Modern Kaskaskia, relocated just downstream from the muddy beach that was once the original village, looks like most late nineteenth-century communities in rural Illinois. The brick church in the new village, however, is a direct descendant of the little mission established on the banks of the Kaskaskia in 1703. Few visitors manage to find the place, as it far from the beaten path of tourism. In a tiny museum at the edge of town rests the bell from the old church at Kaskaskia (figure 1.2). Enshrined in a little white room, the big metallic thing rests quietly, the enormity of its history almost completely muted.

The "Frontier"

While our picture of the "Old West" usually consists of gold rushes, wagon trains, and 1870s saloons beneath the shadow of the Rocky Mountains, it was the settlements along the Mississippi that defined the West for Americans following the Revolutionary War. When Lewis and Clark launched their expedition up the Missouri River in 1804, they embarked from the shores of an old French colony perched at the edge of territorial America. The Mississippi River was more than some water to cross, and was also more than a boundary removed by the Louisiana Purchase. It was the western edge of the West. As the Corps of Discovery began to push that line back, behind it swelled the frontier.

"Frontier" is one of those overused terms that tends to lose its meaning, conjuring stereotypes drawn from grade-school filmstrips and bad television. This is unfortunate, as the term refers to a remarkably complex and intriguing cultural phenomena. The frontier generally signaled a transition, when a particular society expanded its boundaries into what was considered to be a "wild" landscape. The ways in which that society began to transplant itself offer insights into its ideals, priorities, and its vision of itself and its future. Complicating matters was the fact that these landscapes were usually already occupied by another culture, which did not see the landscape as wild at all, and which had already called the place home.

From a historiographic point of view, our modern concepts of the American frontier are a little over a century old. Very near the end of the nineteenth century, Frederick Jackson Turner (a student and later a professor at University of Wisconsin), stressed the importance of a better understanding of the process by which Americans colonized successive wilderness regions of the continent. At the time, the last western frontiers in America had closed only two decades earlier.

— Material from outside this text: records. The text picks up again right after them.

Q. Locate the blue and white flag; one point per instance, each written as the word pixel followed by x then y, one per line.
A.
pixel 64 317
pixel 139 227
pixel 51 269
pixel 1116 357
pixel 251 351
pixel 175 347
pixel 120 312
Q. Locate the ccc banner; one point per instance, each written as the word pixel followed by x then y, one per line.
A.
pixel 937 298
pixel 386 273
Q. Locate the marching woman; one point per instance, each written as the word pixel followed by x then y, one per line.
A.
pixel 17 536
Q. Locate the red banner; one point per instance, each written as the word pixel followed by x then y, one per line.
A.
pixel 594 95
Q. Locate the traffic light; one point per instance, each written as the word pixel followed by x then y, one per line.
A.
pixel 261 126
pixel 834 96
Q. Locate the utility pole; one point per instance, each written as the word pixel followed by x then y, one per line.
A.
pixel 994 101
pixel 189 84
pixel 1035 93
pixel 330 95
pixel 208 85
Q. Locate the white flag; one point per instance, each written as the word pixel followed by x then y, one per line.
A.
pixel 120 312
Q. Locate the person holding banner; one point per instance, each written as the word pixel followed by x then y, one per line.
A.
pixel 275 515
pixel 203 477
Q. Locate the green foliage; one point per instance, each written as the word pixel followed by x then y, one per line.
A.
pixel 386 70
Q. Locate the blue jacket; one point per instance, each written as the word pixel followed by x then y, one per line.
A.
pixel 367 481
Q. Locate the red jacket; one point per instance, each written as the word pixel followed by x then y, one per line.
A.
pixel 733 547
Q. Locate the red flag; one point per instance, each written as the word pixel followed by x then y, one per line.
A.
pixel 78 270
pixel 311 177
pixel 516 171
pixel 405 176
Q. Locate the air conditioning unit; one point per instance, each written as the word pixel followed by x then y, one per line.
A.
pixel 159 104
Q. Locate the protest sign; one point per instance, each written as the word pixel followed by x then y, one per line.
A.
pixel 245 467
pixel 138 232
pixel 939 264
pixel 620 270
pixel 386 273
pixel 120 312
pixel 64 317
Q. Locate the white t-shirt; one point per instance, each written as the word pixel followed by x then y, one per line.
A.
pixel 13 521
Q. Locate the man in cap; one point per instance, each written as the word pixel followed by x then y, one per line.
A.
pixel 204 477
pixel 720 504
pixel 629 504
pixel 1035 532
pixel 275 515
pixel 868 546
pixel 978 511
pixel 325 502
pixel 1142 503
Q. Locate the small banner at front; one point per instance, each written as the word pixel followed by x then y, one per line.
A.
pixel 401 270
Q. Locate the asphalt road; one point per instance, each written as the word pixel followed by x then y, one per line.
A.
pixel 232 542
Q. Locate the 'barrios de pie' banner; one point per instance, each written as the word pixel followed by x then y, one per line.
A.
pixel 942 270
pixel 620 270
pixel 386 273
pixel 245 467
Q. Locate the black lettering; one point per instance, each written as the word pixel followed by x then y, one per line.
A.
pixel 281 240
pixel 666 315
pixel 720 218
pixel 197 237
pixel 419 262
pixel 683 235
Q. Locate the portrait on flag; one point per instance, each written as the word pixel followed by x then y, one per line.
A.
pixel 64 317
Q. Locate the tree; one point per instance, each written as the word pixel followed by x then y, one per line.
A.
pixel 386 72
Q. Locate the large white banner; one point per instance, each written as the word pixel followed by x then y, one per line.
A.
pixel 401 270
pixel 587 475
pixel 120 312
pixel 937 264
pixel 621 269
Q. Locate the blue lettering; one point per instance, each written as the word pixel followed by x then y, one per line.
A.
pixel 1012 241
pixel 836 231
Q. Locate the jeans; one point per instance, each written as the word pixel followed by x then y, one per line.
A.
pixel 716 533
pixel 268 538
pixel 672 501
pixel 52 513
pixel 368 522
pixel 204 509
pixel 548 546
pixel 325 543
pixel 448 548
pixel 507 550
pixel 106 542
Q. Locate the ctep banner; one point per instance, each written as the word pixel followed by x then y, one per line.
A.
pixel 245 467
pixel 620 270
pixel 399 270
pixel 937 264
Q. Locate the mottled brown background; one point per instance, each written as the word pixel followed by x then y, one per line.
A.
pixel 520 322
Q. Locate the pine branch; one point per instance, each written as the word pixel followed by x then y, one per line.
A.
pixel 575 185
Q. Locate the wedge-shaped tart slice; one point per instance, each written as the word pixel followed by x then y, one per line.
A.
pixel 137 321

In the forests of North America (regarded as blank canvases with no history), Turner and some of his students pictured a harsh, unyielding environment that stripped newly arrived pioneers of many of their ancestral traditions, as well as the accouterments of a dawning industrial revolution. The result, they patriotically argued, were societies and institutions that were new and distinctly "American." Such simplistic and romantic notions of the frontier were in part products of the Victorian era, and they also took their place in a long line of histories written by colonial powers.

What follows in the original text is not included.